2. The psycho-physical truth

We all think and act (except when forced to do otherwise) in accordance with the peculiarities of our particular psycho-physical make-up.**

This is one of my favourite quotes from FM Alexander, because it so neatly sums up the human condition. We think and act according to our belief structures, whatever those may be. And so if we come across new information or new experiences that require decoding, we will do it according to what we already believe to be the truth about the way the world works.

I ran across a lovely story that speaks to this. The author recounted how the youthful babysitter he had hired looked in wonderment at his (slightly old-fashioned!) corded kitchen phone. “Mr Hunt, what a wonderful idea,” she said, “to tie up your phone so that people won’t walk away with it. Just like the pens at the bank.”***

The babysitter had only experienced cordless phones, and so created an explanation for what she was seeing based on her beliefs and previous experience. We do this all the time. But just like the babysitter, our explanations may be completely off target!

If we’re in a high pressure situation, our systems are pumped with adrenalin. This makes changes to the way we are thinking. And if we’re accustomed to thinking of performing as unpleasant and we’re already looking on the negative side of things, then we will prioritise anything we see that confirms our negative viewpoint, and discount any contradictory (positive) information.
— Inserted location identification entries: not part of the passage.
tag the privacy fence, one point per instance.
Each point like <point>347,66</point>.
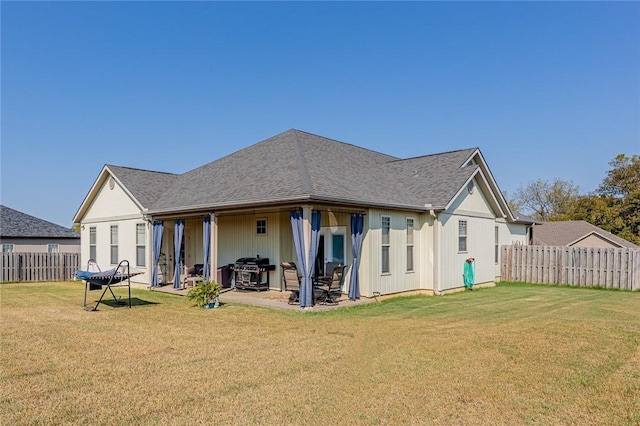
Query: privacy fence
<point>38,266</point>
<point>577,266</point>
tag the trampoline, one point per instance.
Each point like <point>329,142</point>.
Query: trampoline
<point>95,279</point>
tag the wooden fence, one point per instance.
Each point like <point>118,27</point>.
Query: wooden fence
<point>38,266</point>
<point>617,268</point>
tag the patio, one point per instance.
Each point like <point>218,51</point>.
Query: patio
<point>269,299</point>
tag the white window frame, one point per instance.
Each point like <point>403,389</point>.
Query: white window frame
<point>141,246</point>
<point>463,225</point>
<point>261,228</point>
<point>93,252</point>
<point>411,236</point>
<point>385,245</point>
<point>113,244</point>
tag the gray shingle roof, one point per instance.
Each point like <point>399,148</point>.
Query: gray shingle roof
<point>562,233</point>
<point>147,186</point>
<point>21,225</point>
<point>299,165</point>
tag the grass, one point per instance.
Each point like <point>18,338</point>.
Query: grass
<point>513,354</point>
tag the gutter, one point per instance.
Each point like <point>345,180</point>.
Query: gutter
<point>231,205</point>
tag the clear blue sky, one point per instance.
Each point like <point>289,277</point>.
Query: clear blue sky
<point>545,90</point>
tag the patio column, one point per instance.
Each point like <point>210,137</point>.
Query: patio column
<point>306,233</point>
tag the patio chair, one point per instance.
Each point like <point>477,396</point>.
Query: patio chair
<point>191,276</point>
<point>331,284</point>
<point>291,281</point>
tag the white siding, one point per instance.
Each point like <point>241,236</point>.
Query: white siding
<point>113,207</point>
<point>237,238</point>
<point>398,279</point>
<point>481,221</point>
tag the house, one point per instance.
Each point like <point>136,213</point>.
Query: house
<point>576,233</point>
<point>398,224</point>
<point>22,233</point>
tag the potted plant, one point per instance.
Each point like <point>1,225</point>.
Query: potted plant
<point>205,294</point>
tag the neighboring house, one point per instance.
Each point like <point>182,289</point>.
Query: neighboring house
<point>22,233</point>
<point>421,217</point>
<point>576,233</point>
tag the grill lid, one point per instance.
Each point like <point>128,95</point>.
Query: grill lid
<point>253,261</point>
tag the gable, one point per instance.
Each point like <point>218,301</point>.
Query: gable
<point>473,201</point>
<point>111,201</point>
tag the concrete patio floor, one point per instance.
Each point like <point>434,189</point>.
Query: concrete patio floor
<point>274,299</point>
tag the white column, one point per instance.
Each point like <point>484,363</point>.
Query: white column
<point>306,228</point>
<point>149,252</point>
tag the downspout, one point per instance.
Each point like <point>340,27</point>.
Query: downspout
<point>149,248</point>
<point>436,252</point>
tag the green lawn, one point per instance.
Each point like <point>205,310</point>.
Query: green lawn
<point>513,354</point>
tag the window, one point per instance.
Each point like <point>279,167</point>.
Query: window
<point>410,229</point>
<point>114,244</point>
<point>261,227</point>
<point>497,246</point>
<point>141,234</point>
<point>462,235</point>
<point>386,228</point>
<point>92,243</point>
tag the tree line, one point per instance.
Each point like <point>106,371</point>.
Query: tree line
<point>614,206</point>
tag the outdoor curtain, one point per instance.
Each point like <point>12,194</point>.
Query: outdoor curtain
<point>178,231</point>
<point>306,285</point>
<point>158,228</point>
<point>357,222</point>
<point>206,247</point>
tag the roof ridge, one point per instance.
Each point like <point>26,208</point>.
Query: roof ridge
<point>434,154</point>
<point>141,170</point>
<point>303,169</point>
<point>343,143</point>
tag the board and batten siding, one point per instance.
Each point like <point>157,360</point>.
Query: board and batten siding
<point>481,221</point>
<point>113,206</point>
<point>398,279</point>
<point>126,246</point>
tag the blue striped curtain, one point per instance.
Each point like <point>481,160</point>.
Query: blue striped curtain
<point>158,228</point>
<point>178,231</point>
<point>206,247</point>
<point>357,223</point>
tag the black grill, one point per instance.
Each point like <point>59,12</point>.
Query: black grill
<point>252,273</point>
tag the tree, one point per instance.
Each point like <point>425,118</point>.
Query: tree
<point>546,201</point>
<point>615,206</point>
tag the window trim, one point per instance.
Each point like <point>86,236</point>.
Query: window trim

You can’t know how other people are taking things. And it isn’t your business anyway. Your job is to deliver your content in as truthful, sincere and efficient a way as you can. Watching the audience to see how much they like/hate you just distracts from that. Be convinced of the worth of your content and your process, and keep delivering.

 

* This is a brilliant college. I know I’m biased, but if you live in the UK and are thinking of studying in the fields of music or acting, you simply must investigate Royal Welsh.
** FM Alexander, Constructive Conscious Control of the Individual in the IRDEAT complete edition, p.304.
*** Andy Hunt, Pragmatic Thinking and Learning, Pragmatic Bookshelf 2008, p.130.